Not much fun to look at this month – except maybe my Pension. It has now almost recovered from the March loss. Yay. I tweaked my Pension AA slightly in the beginning of April, and that appears to have paid off. For now…

My total “profit” from Crowdlending now stands at -€1.310. I was kind of hoping to at least land on a positive number (before walking away), but at the current rate of “trustworthy” crowdlending income, it would take me about 5½ years to get back into the “green zone” 😮 I’m not gonna lie, this hurts. I hope to eventually regain what was lost, but at this point I’m willing to write it off as a lesson learned and move on 😉 We’ll see what happens with Crowdestor, TFGCrowd and Wisefund. Walking away with a loss is a bit of a blow to my pride, I’ll be honest – but at least it’s a manageable loss after all (so far!). It’s basically damage control at this point! I won’t be throwing anymore good cash at bad until this whole crisis has passed. We shall see how long that’ll take!…


The boring income statement

Platform Invested Deposits/withdrawals Last month Current value Bonus/fees Monthly income Exp. Return
Crowdestate € 405 -€ 295 € 786 € 491 € 0 € 0 13%
Crowdestor € 1.110 -€ 40 € 1.237 € 1.197 € 0 € 0 16%
FastInvest € 0 -€ 60 € 61 € 0 € 0 € 1 14%
Grupeer € 0 € 0 € 138 € 0 € 0 € 0 14%
Mintos € 900 € 0 € 1.075 € 1.088 € 0 € 13 11%
Monethera € 800 € 0 € 966 € 0 € 0 € 0 16%
ReInvest24 € 400 € 0 € 547 € 547 € 0 € 0 13%
TFGCrowd € 400 -€ 101 € 507 € 411 € 0 € 6 17%
Wisefund € 475 -€ 25 € 535 € 510 € 0 € 0 18%
€ 5.266 -€ 438 € 6.238 € 4.244 € 0 € 20 14%
GOLD (Coins) € 5.333 € 5.333 € 0 € 5.333 € 0 € 0
PROREIT (PRV.UN) € 2.018 € 2.035 € 0 € 2.100 -€ 17 € 0 10%
Brickshare € 1.333 € 0 € 1.333 € 1.333 € 0 2%
Property #1 € 68.667 € 0 € 68.667 € 68.667 € 0
€ 70.000
Bank #1 cash (main savings) € 0 -€ 1.597 € 1.998 € 401 0,50%
Portfolio Leverage -€ 3.800 € 2.000 -€ 2.600 -€ 600 -3,50%
Total balance € 80.583 € 81.478


Thanks to a good chunk of savings (I got a vacation allowance from work), I’ve managed to increase my Total Balance by €895 this month, despite the massive crowdlending write-offs of more than €1.100!
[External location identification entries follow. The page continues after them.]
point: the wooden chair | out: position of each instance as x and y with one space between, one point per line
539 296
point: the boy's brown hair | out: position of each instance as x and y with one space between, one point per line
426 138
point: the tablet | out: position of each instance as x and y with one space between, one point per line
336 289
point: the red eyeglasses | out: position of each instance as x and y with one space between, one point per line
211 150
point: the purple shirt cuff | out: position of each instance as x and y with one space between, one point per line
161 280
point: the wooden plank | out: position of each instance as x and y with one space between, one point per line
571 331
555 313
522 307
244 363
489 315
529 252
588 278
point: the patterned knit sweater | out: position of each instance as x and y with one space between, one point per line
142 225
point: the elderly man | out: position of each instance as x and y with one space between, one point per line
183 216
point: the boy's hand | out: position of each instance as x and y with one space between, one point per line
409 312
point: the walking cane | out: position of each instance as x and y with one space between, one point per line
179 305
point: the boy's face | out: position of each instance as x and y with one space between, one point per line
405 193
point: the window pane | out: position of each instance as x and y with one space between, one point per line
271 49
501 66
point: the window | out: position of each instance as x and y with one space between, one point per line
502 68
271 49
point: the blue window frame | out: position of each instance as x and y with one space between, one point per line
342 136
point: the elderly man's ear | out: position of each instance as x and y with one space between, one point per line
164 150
Hopefully next month will be a bit better on the passive income front – my Brickshare project has announced a small dividend payout of about €20 in May, and with my new REIT paying dividend (already announced) of about €15 that already has this month beat by a margin! 😛 Time to look ahead and be positive. Unfortunately, it won’t be until October 2023 where I’ll see my first dividend from Property #1, but it will be a MASSIVE one! It’s going to be so massive that I’m already pondering how I’m going to fit it in my chart 😛 OH WELL, I’m sure I will manage somehow.

The classic growth chart

As always, the classic growth chart for tracking purposes.
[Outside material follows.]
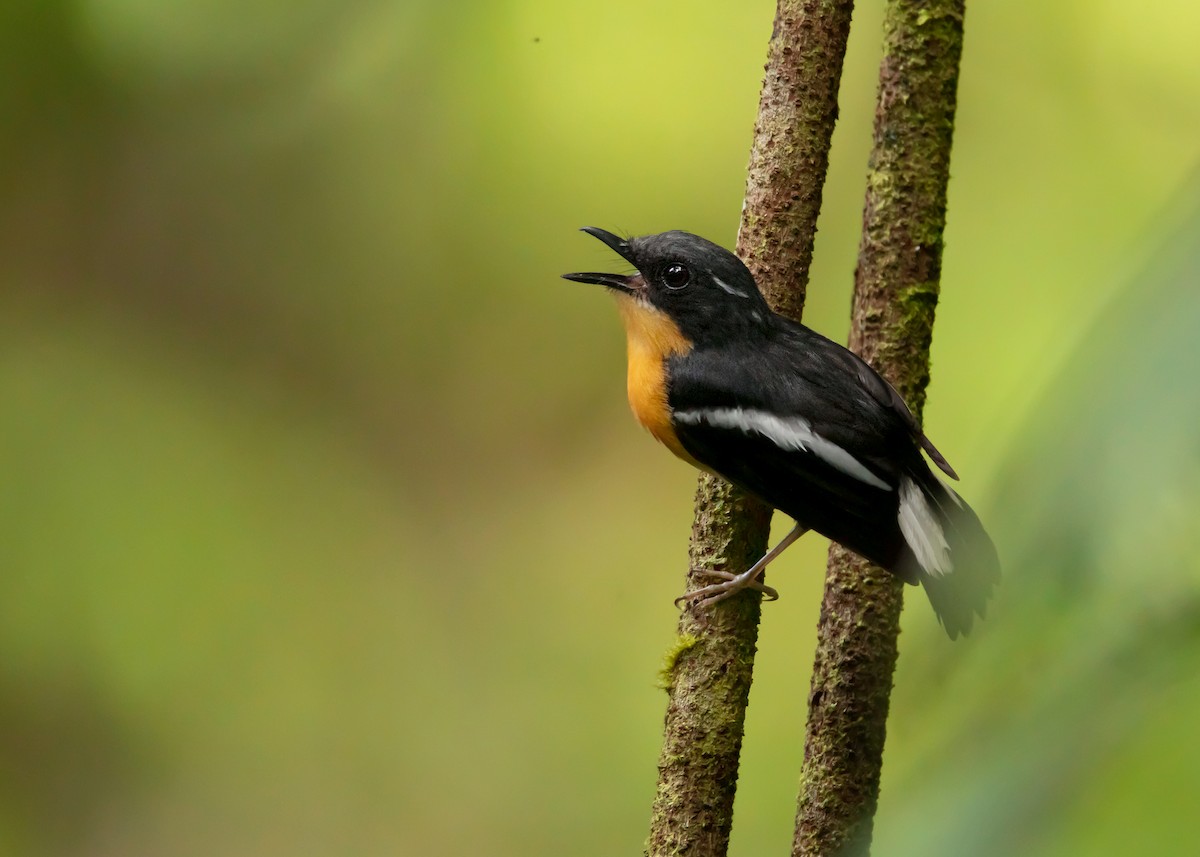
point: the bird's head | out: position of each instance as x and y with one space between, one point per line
703 288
2020 boasts a new look for the Classic Growth Chart. It’s getting increasingly difficult to display the progress month by month in a clearly visible manner, so eventually I’m gonna have to switch to a quarterly view (and eventually, yearly of course). But for now I think I can manage to squeeze in another month or two in the chart. It’s so damn satisfying to look at my progress. Of course now my target is getting away from me, which is really annoying 🙁 (I will catch up eventually though! 😛 ).

In conclusion

You live and your learn. It’s so important to make your own mistakes, and to ultimately learn something from them. I’m more determined than ever to reach my goal, and my path to FIRE has become clearer than ever to me. Slow and steady (boring) wins the race.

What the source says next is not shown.